Aufgrund des offensichtlich auf einer schlechten wirtschaftlichen Situation der Bw. beruhenden schleppenden Zahlungsverhaltens im Zusammenhalt mit den zu erwartenden hohen Abgabennachforderungen aufgrund der Außenprüfung konnte die Abgabenbehörde erster Instanz zu Recht davon ausgehen, dass die Erlassung eines Sicherstellungsauftrages erforderlich war, um einer Gefährdung oder wesentlichen Erschwerung der Einbringung der Abgabe zu begegnen.

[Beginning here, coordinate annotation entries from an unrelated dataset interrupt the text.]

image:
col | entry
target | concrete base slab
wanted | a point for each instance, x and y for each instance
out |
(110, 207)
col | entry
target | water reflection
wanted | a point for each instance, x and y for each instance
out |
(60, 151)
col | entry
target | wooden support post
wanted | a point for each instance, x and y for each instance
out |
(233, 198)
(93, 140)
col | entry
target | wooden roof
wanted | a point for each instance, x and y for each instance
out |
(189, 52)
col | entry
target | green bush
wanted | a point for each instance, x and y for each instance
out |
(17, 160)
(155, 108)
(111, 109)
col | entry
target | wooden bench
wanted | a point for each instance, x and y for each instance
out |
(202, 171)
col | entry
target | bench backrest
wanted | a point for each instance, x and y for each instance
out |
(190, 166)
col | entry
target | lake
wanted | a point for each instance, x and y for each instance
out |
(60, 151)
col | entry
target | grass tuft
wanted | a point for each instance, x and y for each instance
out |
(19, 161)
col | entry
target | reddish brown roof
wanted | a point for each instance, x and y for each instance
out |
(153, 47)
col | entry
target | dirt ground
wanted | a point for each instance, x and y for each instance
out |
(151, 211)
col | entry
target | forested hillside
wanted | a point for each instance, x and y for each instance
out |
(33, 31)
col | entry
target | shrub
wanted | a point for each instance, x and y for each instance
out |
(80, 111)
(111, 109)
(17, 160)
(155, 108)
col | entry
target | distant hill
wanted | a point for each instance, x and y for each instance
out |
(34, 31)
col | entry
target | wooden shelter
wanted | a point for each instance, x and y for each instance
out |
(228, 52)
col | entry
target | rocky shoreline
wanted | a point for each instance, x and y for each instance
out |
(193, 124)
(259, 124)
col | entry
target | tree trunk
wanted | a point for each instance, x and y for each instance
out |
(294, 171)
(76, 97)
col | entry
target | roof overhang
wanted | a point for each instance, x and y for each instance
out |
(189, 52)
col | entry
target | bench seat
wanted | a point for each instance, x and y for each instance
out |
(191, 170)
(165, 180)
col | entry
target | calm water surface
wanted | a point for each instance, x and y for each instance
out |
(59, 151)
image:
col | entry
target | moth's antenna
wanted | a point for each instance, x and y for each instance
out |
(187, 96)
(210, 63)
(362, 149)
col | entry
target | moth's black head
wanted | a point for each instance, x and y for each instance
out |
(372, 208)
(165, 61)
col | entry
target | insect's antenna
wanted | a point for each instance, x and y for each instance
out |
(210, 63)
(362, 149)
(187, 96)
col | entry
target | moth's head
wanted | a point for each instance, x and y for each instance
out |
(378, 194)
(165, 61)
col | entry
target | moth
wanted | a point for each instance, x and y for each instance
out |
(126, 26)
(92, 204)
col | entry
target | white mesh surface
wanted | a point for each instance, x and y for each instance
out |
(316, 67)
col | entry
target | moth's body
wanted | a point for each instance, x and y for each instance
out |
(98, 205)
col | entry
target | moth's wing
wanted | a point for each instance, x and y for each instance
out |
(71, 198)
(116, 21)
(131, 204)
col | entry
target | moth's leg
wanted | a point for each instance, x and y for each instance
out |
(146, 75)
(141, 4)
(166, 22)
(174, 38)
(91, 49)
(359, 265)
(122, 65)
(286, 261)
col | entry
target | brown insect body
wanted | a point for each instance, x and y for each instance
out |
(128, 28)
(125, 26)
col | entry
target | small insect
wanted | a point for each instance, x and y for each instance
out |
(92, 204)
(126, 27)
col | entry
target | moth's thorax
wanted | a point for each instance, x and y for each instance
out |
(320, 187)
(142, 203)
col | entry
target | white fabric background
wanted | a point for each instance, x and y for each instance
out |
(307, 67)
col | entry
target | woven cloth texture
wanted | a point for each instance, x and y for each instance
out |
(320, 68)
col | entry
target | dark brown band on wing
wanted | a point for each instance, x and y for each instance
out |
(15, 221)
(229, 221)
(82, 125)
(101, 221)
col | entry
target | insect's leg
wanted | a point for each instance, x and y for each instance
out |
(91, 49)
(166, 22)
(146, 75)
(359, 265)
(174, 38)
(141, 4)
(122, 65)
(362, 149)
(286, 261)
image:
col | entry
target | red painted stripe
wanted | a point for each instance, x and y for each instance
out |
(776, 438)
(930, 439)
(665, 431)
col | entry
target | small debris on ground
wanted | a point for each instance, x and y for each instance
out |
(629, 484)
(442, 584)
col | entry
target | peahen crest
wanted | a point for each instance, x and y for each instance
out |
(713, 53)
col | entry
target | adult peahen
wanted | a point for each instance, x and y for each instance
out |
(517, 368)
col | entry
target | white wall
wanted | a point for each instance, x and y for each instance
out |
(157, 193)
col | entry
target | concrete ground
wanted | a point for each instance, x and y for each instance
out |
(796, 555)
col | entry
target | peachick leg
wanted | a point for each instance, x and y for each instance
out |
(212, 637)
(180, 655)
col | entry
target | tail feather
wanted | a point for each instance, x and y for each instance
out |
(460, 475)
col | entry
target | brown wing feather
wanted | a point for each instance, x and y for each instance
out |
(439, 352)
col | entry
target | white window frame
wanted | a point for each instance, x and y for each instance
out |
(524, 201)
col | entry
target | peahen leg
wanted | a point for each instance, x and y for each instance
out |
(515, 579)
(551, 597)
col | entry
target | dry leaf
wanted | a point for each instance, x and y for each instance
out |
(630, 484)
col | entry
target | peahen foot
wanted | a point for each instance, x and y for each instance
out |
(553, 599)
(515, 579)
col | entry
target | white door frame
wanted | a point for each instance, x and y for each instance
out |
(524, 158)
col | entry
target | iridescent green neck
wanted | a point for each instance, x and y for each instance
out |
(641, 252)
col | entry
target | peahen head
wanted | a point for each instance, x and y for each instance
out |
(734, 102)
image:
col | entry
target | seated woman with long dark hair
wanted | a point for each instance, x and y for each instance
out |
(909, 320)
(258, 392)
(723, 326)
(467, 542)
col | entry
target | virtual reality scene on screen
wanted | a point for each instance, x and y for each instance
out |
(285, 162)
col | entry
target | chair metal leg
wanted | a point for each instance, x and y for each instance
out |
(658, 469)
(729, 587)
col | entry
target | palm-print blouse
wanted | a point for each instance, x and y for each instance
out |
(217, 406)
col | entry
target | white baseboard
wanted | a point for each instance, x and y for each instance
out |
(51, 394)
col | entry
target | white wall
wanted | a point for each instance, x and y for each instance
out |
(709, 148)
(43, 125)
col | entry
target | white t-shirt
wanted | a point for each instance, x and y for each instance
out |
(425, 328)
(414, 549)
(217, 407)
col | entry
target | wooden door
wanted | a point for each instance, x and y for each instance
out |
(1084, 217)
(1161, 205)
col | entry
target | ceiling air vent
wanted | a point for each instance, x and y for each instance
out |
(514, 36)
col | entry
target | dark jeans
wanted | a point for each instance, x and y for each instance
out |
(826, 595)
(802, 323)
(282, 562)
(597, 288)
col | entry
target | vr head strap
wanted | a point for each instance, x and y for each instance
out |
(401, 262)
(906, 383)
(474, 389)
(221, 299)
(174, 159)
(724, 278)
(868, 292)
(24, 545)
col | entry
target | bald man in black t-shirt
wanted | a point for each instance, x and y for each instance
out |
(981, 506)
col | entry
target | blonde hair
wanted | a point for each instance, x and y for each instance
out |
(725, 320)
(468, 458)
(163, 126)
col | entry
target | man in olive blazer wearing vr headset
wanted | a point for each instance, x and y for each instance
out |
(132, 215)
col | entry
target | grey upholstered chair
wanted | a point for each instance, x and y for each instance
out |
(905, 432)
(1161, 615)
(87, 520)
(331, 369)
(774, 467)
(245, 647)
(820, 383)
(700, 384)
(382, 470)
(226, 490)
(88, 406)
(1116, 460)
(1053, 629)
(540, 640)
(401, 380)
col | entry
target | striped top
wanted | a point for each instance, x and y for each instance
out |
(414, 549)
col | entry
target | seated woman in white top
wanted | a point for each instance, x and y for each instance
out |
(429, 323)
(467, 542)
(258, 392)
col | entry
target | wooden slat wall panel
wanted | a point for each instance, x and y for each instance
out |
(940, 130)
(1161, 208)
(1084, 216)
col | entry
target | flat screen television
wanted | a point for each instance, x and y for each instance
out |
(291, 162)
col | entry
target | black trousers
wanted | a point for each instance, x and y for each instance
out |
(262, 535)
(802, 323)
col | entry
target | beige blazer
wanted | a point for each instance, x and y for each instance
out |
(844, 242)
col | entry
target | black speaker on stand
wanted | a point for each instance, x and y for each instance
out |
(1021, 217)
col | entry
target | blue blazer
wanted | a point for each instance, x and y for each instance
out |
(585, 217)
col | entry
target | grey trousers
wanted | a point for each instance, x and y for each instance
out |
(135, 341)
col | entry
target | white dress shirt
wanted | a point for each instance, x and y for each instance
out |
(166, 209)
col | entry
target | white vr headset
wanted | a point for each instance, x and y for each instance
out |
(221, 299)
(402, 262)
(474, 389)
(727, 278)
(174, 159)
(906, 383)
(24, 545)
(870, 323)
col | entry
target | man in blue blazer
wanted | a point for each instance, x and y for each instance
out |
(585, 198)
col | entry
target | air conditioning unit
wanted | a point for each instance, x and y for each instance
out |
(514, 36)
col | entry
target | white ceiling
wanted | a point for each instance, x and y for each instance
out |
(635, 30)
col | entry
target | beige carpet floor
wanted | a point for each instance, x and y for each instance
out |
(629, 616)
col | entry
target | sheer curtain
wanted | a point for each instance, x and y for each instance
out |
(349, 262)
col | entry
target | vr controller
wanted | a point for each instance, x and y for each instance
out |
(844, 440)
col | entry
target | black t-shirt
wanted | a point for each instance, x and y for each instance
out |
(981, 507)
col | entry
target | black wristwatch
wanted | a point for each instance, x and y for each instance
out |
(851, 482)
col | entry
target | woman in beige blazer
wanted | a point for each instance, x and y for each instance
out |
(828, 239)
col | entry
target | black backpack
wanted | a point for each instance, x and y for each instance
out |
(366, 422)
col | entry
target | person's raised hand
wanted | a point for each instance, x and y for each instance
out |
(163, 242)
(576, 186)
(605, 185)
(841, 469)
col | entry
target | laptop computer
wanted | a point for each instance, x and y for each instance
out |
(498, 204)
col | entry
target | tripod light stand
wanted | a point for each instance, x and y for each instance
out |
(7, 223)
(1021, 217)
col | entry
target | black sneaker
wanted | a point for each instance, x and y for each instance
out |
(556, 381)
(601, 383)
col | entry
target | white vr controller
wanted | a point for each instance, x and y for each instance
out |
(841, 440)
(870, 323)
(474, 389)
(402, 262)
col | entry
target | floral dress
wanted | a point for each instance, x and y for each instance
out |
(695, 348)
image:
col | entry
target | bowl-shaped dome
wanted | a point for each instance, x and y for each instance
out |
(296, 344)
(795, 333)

Nicht aufgezeigt wurde im Rahmen der gegenständlichen Berufung, dass die Abgabenbehörde erster Instanz bei Erlassung des Sicherstellungsauftrages im Rahmen der Ermessensübung (§ 20 BAO) fehlerhaft bzw. missbräuchlich vorgegangen wäre. Schon aus dem Charakter einer Sofortmaßnahme, um einer Gefährdung oder wesentlichen Erschwerung der Einbringlichkeit der Abgabe zu begegnen, ergibt sich, dass dem öffentlichen Interesse an der Einbringung der Abgaben gegenüber dem (ohnehin nicht behaupteten) Interesse der Bw., nicht im Rahmen einer Sicherungsexekution in Anspruch genommen zu werden, der Vorzug zu geben ist.

Der angefochtene Sicherstellungsauftrag erweist sich daher als rechtmäßig.

Es war daher spruchgemäß zu entscheiden.